Reszta to z pozoru niezbyt konkretny PR-owy zawrót głowy, na przykład:
Zdjęcia wykonane przy użyciu soczewek Leica charakteryzują się lekkością, trójwymiarową głębią, doskonałą ostrością i kontrastem. Obiektyw Leica rejestruje więcej mikro szczegółów w ciemnych obszarach bez nadmiernej ekspozycji na obszarach jasnych. Dzięki temu obrazy charakteryzują się bogatym, nasyconym kolorem. Wprowadza to uczucie lekkości do zdjęć.
A jednak – czytając między wierszami – możemy się z dużą dozą pewności dowiedzieć z tej informacji dwóch rzeczy. Pierwsza jest dość oczywista: powtórka informacji o współpracy z firmą Leica pojawia się na kilka dni przed światową premierą Huawei P9, która będzie miała miejsce 6 kwietnia w Londynie. Nietrudno wywnioskować, że właśnie ten model będzie pierwszym smartfonem Huawei, który będzie wykorzystywał obiektywy firmowane przez firmę Leica.
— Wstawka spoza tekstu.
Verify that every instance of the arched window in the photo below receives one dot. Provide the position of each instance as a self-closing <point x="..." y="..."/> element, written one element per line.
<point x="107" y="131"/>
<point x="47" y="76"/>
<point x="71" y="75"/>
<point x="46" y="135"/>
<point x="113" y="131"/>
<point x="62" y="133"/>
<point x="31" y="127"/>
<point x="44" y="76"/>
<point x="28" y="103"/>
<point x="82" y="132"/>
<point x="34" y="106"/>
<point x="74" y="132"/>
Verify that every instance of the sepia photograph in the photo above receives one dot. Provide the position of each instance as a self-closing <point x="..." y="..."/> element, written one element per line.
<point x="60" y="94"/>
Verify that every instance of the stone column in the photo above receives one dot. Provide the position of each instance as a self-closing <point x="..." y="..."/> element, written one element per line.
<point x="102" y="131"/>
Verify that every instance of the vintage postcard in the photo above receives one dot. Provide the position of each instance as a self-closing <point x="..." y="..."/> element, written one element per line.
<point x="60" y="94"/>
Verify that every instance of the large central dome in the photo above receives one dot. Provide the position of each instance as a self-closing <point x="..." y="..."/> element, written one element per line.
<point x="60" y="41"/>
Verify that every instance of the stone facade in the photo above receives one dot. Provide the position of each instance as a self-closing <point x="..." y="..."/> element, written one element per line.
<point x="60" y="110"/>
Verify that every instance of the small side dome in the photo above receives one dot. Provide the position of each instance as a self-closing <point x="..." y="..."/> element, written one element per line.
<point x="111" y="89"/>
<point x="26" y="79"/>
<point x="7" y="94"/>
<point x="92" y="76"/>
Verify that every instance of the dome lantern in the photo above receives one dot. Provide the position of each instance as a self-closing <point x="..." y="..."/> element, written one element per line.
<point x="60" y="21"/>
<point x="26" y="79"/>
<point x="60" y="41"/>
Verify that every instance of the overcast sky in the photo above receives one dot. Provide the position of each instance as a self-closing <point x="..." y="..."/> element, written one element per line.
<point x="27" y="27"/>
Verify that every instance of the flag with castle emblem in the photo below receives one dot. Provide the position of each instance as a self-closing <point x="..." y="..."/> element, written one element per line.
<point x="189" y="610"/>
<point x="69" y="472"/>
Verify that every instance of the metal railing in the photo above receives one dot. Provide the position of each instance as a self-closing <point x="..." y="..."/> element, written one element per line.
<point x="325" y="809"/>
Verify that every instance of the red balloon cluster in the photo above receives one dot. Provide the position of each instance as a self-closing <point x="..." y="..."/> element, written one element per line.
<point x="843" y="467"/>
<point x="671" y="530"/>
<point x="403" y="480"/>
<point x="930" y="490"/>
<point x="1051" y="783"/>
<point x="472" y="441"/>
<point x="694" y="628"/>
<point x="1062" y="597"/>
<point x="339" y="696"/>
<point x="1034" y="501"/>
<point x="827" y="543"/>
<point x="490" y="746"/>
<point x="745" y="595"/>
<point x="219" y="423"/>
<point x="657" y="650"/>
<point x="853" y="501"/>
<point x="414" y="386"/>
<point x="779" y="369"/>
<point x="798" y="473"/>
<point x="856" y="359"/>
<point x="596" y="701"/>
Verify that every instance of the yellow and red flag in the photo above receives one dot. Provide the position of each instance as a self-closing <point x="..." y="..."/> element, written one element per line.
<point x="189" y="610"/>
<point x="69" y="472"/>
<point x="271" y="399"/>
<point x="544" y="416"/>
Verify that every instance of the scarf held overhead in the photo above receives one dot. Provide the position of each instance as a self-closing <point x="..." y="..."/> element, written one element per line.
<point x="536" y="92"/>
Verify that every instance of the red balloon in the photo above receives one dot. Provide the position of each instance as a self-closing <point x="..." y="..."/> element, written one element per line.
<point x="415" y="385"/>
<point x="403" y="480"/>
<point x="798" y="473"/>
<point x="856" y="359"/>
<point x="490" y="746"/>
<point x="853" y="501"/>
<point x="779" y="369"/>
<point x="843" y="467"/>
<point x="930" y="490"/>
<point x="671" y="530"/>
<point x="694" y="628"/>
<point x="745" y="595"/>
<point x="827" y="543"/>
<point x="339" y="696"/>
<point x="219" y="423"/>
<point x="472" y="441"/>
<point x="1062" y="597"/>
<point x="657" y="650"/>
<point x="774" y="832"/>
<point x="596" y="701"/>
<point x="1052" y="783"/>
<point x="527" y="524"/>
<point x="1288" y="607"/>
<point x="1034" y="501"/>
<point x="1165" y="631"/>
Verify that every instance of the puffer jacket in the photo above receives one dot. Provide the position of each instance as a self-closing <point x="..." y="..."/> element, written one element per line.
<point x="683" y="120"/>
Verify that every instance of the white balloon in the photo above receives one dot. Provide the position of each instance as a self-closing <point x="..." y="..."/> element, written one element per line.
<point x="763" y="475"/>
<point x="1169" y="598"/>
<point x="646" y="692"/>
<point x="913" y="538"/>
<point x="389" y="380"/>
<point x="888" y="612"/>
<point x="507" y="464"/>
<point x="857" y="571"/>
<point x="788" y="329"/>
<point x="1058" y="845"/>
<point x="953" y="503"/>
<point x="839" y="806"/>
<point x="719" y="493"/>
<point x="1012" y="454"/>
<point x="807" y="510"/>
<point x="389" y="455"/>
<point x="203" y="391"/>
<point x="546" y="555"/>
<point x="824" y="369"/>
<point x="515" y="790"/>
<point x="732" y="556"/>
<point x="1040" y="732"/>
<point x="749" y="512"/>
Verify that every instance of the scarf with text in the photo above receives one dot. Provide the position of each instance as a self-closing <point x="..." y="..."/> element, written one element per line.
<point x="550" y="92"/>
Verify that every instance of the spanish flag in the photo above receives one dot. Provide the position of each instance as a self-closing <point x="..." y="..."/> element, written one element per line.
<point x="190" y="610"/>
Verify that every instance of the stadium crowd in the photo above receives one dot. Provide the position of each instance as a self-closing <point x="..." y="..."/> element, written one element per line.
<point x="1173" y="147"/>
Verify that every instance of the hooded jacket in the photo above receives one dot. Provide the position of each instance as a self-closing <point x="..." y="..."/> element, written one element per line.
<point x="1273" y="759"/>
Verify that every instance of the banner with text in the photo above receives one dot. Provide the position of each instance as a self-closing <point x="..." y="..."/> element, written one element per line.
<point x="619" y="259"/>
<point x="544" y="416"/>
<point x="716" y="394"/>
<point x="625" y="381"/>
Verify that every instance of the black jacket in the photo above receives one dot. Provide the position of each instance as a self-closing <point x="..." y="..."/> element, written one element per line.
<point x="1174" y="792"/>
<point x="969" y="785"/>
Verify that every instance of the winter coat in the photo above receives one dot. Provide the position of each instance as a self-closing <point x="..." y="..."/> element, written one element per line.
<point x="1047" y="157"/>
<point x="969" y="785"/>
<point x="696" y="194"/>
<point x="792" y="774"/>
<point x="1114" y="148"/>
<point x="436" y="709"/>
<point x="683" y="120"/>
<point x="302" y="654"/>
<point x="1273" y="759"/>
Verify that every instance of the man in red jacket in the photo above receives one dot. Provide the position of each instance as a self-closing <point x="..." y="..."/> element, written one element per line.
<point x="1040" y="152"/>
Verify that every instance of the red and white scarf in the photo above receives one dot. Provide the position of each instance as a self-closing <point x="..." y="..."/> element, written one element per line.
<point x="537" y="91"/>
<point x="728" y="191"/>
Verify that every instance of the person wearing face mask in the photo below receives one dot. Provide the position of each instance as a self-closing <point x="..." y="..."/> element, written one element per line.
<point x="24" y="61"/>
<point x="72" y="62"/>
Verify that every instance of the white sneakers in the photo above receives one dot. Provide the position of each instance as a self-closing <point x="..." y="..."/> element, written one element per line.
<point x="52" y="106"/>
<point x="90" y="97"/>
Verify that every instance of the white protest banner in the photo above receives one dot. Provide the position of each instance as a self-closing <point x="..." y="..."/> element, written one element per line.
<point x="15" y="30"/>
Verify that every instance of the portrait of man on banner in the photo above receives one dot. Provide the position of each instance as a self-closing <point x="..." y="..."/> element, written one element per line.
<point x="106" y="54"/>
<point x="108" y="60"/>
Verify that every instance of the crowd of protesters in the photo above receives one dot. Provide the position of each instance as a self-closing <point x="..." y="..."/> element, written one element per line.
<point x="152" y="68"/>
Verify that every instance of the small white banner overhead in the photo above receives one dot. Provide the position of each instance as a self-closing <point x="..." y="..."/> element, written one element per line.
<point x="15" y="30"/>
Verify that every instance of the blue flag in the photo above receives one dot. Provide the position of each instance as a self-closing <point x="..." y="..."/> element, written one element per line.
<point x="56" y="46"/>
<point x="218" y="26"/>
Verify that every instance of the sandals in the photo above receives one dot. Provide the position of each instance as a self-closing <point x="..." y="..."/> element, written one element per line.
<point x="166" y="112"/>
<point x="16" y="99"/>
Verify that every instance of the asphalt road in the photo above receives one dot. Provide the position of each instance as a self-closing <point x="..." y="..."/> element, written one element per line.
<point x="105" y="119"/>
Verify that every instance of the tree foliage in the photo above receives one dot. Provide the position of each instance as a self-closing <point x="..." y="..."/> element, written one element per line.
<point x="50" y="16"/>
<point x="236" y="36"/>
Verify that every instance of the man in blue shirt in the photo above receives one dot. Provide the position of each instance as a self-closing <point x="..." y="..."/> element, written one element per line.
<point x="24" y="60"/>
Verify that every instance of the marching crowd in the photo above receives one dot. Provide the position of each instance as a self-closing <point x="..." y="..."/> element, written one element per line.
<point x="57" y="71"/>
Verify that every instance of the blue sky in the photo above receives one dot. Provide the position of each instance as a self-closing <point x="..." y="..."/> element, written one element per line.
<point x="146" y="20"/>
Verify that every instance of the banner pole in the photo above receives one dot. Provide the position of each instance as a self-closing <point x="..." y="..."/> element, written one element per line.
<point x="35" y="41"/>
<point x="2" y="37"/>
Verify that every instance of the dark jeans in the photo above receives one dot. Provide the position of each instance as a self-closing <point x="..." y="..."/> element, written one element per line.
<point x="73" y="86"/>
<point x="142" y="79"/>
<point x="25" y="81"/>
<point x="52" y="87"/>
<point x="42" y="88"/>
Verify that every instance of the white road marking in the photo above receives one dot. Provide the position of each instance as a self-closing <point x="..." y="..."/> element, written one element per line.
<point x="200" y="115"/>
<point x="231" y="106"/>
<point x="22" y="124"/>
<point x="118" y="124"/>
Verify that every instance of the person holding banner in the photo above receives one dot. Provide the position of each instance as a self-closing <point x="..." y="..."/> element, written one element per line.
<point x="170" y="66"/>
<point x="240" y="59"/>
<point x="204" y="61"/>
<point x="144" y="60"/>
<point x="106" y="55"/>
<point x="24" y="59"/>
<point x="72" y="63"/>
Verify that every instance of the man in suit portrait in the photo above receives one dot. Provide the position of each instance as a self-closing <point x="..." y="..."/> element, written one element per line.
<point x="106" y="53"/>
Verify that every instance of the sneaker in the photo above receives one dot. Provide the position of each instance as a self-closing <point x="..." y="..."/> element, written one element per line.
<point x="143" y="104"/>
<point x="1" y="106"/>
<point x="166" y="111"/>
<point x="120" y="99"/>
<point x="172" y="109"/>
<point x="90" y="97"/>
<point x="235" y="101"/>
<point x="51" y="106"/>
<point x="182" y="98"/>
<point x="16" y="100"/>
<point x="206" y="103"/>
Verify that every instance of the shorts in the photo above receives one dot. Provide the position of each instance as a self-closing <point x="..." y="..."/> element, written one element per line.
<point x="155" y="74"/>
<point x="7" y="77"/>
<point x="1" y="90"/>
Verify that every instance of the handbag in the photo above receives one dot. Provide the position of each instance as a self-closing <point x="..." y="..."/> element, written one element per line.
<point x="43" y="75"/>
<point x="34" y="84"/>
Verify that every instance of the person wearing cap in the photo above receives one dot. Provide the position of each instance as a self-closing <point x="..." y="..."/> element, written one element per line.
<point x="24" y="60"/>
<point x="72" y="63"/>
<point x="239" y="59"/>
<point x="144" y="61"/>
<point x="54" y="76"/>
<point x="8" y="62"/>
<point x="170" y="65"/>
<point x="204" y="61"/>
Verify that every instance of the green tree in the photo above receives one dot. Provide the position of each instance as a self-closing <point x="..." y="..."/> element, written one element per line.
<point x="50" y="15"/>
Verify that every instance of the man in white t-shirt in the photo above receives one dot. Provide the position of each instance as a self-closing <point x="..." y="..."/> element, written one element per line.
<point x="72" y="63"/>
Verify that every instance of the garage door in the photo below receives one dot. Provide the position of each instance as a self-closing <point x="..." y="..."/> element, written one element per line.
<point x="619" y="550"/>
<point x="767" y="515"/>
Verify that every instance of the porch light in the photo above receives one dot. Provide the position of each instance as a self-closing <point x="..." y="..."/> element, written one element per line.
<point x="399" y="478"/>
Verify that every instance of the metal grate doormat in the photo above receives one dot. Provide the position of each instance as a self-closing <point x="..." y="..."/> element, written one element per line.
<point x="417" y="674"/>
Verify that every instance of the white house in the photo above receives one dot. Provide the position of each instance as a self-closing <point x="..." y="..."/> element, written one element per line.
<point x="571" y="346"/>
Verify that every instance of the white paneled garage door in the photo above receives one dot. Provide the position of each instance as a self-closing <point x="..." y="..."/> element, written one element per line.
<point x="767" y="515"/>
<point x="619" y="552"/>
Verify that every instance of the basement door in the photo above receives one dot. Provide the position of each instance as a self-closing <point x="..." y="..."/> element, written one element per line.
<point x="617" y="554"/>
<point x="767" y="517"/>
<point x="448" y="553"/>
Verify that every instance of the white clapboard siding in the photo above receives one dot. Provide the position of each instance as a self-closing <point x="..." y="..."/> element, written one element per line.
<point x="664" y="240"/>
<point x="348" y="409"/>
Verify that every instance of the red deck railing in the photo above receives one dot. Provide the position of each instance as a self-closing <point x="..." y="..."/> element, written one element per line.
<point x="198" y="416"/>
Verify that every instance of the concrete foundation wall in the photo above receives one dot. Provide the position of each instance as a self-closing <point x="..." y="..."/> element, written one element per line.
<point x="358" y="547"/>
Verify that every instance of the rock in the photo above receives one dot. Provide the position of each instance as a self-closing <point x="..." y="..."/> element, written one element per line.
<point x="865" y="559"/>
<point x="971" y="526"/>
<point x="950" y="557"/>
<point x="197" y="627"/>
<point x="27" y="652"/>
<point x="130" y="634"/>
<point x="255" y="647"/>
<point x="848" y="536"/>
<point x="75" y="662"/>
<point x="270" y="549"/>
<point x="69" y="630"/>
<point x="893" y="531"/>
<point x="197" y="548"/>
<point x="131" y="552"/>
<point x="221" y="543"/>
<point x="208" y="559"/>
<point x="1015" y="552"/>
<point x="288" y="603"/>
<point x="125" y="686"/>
Liczba mnoga jest tu tym bardziej wskazana, że nawet na tylnej ściance będą to aż dwa obiektywy zamiast jednego, co z pewnością przełoży się na zwiększenie możliwości fotograficznych tego smartfona.
Ale jest w tej informacji jeszcze coś – ostatnie zdanie, które na pierwszy rzut oka jakoś tak nie do końca pasuje do całości:
Pliki w formacie Leica RAW dają też dużo większe możliwości w procesie postprodukcji, niż jakiekolwiek formaty innych producentów na rynku.
Wygląda na to, że Huawei P9 będzie pierwszym smartfonem tej firmy zapisującym zdjęcia nie tylko w formacie JPEG, ale także RAW!